You’re beautiful, it’s true
Having a positive body image in Miami, the land of nips and tucks, can be hard. But fear not: the New York-based artist and film-maker Cat Del Buono is here to help with her performance Beauty Box, which offers a free “beauty consultation”. Instead of receiving tips for cosmetic self--improvement, participants are given a list of what is already gorgeous about them. “I feel as though my job is to help them see beauty from a different angle, through the eyes of a typical artist,” Del Buono says. The artist previously staged Beauty Box in Fort Lauderdale and across New York, but says that “there’s more of a reaction with the women” in the Miami area, including at her performance at the Satellite fair’s opening on Thursday. “They’re rarely told that they’re OK the way they are,” she says. “They don’t know how to handle that.” Which makes us want to tell all our female readers out there: you’re perfect.

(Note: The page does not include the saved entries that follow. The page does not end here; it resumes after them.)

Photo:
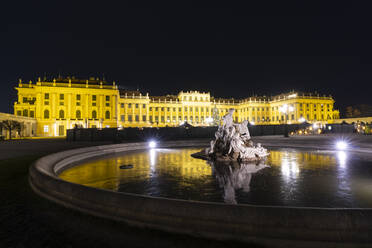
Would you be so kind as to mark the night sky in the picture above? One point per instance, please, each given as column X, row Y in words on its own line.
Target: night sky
column 230, row 50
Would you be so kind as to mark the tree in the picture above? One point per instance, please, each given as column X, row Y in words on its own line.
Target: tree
column 11, row 125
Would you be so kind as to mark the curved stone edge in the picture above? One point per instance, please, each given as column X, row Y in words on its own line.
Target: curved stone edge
column 267, row 225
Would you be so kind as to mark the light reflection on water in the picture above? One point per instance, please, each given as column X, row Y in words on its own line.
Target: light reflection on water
column 288, row 178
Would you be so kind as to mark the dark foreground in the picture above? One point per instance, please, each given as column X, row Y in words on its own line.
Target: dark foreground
column 27, row 220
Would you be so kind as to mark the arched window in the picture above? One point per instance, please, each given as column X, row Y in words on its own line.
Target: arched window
column 61, row 114
column 46, row 114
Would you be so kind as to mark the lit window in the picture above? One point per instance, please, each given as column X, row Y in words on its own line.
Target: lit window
column 46, row 114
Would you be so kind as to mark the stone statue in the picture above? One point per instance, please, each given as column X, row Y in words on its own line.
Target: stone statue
column 233, row 143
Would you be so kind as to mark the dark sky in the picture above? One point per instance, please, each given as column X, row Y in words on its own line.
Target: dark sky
column 229, row 50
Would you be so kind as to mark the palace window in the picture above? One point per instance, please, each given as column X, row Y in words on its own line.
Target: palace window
column 61, row 114
column 46, row 114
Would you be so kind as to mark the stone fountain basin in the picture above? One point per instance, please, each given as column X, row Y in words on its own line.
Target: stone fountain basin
column 266, row 225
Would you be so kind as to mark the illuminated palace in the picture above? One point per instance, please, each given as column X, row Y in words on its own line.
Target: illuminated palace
column 64, row 103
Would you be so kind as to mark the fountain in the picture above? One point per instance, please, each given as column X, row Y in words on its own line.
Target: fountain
column 235, row 176
column 233, row 143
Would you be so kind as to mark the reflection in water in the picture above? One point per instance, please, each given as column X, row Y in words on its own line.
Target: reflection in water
column 233, row 176
column 341, row 156
column 295, row 177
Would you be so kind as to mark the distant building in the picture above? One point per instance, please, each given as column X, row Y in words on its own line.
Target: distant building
column 65, row 103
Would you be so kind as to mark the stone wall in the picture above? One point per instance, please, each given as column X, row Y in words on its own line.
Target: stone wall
column 28, row 130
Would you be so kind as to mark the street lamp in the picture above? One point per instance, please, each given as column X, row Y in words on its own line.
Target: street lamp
column 285, row 109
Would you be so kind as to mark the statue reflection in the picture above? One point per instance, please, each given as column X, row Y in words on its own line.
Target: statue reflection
column 233, row 175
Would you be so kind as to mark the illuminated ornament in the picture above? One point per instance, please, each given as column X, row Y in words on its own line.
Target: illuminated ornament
column 152, row 144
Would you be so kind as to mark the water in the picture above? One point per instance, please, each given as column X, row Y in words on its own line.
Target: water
column 289, row 177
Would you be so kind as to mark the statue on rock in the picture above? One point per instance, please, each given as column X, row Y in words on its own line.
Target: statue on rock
column 233, row 143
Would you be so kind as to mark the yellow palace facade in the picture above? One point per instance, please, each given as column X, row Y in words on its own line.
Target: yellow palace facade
column 64, row 103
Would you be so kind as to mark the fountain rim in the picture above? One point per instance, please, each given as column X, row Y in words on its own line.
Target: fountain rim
column 44, row 180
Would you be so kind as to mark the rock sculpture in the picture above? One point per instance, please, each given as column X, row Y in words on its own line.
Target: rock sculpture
column 233, row 143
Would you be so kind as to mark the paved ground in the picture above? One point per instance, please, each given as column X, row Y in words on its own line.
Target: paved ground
column 27, row 220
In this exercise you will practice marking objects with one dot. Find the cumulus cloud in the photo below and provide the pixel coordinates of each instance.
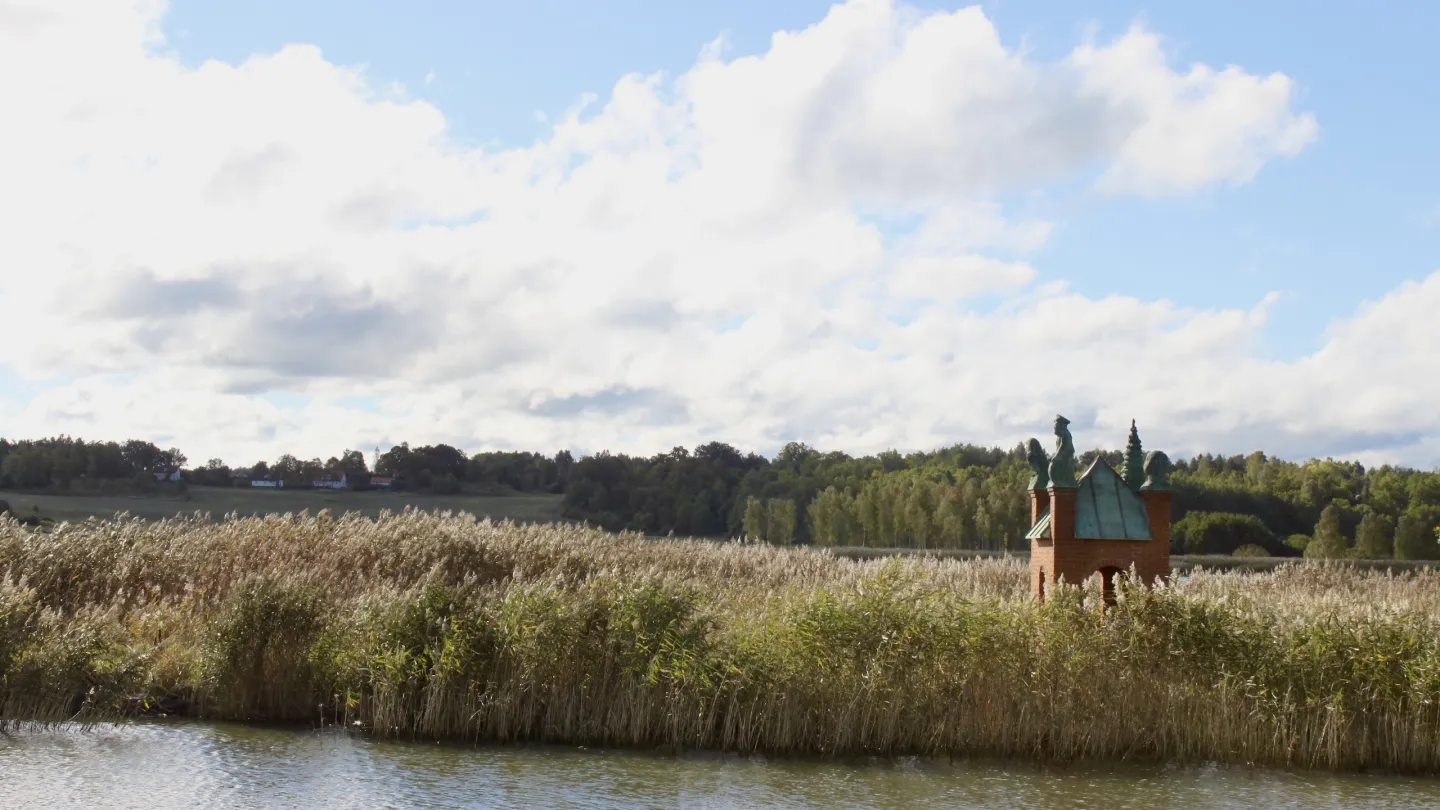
(763, 248)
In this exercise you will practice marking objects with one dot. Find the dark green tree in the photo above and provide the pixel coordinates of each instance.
(1416, 538)
(1374, 536)
(1134, 472)
(1329, 541)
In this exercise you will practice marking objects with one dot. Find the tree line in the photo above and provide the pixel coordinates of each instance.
(956, 497)
(975, 497)
(71, 464)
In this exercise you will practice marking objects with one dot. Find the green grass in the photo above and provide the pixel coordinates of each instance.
(219, 502)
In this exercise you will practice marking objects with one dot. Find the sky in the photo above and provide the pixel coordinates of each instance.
(251, 228)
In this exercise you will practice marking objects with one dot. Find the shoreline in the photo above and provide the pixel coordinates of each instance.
(434, 627)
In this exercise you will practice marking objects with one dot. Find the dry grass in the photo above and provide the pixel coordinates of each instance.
(441, 626)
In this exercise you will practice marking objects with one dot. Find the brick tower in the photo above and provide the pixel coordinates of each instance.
(1096, 522)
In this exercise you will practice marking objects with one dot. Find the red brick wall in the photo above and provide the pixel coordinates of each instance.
(1076, 559)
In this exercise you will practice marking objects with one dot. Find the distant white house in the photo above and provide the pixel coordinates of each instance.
(330, 483)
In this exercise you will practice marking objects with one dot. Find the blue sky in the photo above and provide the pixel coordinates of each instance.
(863, 225)
(1347, 221)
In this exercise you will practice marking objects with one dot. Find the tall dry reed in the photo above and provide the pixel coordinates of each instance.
(439, 626)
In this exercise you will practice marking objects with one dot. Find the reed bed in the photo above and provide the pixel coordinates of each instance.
(442, 626)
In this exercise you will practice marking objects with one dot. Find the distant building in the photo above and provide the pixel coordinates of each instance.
(1098, 522)
(330, 483)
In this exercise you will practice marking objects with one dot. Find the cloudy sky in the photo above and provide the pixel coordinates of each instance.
(255, 227)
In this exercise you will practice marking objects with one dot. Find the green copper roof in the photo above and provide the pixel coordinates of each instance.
(1106, 509)
(1041, 528)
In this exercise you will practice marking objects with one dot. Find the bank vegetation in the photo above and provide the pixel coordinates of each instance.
(441, 626)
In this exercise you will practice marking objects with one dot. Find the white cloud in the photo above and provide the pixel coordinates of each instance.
(680, 261)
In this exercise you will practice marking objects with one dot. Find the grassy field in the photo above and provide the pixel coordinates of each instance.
(1178, 562)
(219, 502)
(424, 626)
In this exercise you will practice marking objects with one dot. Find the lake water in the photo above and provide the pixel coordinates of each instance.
(162, 766)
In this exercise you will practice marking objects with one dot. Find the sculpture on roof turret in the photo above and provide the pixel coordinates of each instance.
(1038, 466)
(1063, 464)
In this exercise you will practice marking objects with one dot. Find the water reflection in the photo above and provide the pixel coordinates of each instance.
(154, 767)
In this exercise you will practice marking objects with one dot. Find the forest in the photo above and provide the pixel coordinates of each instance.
(956, 497)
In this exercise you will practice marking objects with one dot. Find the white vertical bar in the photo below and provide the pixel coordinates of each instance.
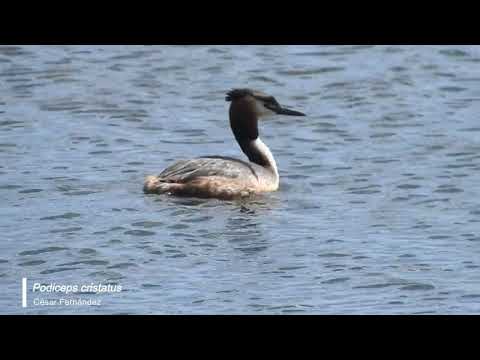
(24, 292)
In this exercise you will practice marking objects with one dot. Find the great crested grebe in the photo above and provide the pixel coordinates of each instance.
(225, 177)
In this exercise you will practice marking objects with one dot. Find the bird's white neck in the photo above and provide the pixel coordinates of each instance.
(258, 146)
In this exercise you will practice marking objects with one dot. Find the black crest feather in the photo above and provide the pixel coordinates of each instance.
(236, 94)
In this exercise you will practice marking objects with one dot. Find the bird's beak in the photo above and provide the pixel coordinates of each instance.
(285, 111)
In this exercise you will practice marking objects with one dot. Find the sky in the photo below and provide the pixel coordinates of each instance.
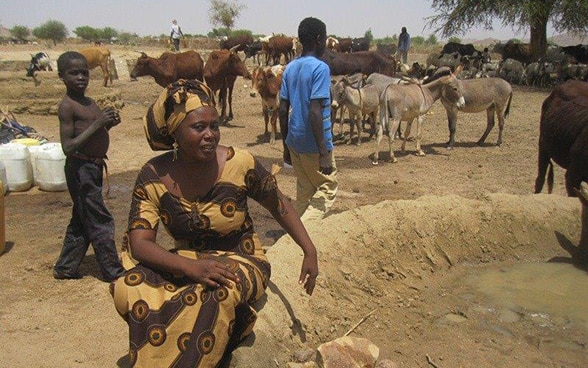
(153, 17)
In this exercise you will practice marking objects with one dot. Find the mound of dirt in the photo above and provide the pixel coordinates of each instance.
(397, 248)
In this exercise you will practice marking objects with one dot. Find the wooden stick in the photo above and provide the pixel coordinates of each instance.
(430, 361)
(360, 322)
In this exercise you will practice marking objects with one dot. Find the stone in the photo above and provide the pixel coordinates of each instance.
(348, 352)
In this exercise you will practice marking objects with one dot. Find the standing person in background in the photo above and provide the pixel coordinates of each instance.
(84, 131)
(175, 35)
(306, 130)
(404, 45)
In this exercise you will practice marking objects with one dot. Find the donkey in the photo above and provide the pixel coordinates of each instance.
(360, 101)
(355, 80)
(491, 94)
(409, 102)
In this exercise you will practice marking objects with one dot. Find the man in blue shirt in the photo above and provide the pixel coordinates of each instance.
(305, 123)
(404, 45)
(175, 34)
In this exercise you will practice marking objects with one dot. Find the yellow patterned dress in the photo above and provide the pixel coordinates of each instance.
(174, 322)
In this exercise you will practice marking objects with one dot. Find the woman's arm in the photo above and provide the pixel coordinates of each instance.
(208, 271)
(283, 211)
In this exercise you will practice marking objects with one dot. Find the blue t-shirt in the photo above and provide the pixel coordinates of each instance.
(306, 78)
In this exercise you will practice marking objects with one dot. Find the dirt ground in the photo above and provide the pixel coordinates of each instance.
(434, 222)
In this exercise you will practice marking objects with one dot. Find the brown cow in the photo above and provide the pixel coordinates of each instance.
(563, 136)
(170, 67)
(278, 46)
(517, 51)
(366, 62)
(98, 56)
(267, 82)
(241, 41)
(220, 73)
(345, 44)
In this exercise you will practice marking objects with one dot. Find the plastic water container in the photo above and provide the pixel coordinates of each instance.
(27, 141)
(50, 167)
(3, 178)
(2, 224)
(19, 169)
(34, 151)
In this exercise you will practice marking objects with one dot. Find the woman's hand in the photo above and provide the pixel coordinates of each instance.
(210, 272)
(309, 273)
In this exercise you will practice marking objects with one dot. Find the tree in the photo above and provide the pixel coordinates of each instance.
(224, 13)
(108, 33)
(87, 33)
(21, 33)
(457, 16)
(51, 30)
(432, 40)
(417, 40)
(368, 35)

The stars align at Unlimited
“I’m very practical because I’m a Taurus,” says Monika Bravo, who channels the cosmic energy of the stars into her paintings, videos and installations. “My astrology work and my art are intimately connected.” At the Untitled Art fair, the Colombian-born, New York-based artist invites fair-goers to explore their own star-aligned potential. She offers live readings of visitors’ birth charts on Ginsberg gallery’s stand, combining Jungian psychology and archetypal story-telling to help people understand how cosmic-scale movements affect their lives. “The energies of our moment are powerful; we see them dissolving political and social structures all around us,” she says, adding that astrology can be used as a “tuning instrument” to enable us better to harness our own power.
I find the process of curating rather intense and at times even emotionally exhausting—but fun and fulfilling.The actress and New York Academy of Art trustee Brooke Shields on organising a show of alumni work at Art Miami with the school’s president, David Kratz
But can you dance to it?
Some of the art world’s most illustrious figures are making sweet music together. Thomas Hug, the director of the Artgèneve fair, is part of a supergroup called La Stampa that has just released its second album, Bonjour Trieste, via the Vinyl Factory record label. “I am on the keys, and compose the music together with the other members, singing two songs—Protector Solar and Une Fille d’Officier,” Hug said at a party in Miami earlier this week. His bandmates include the writer and Frieze co-editor Jörg Heiser and the Berlin-based critic Jan Verwoert. Asked what kind of music the arty band plays, Hug simply says: “It’s pop.”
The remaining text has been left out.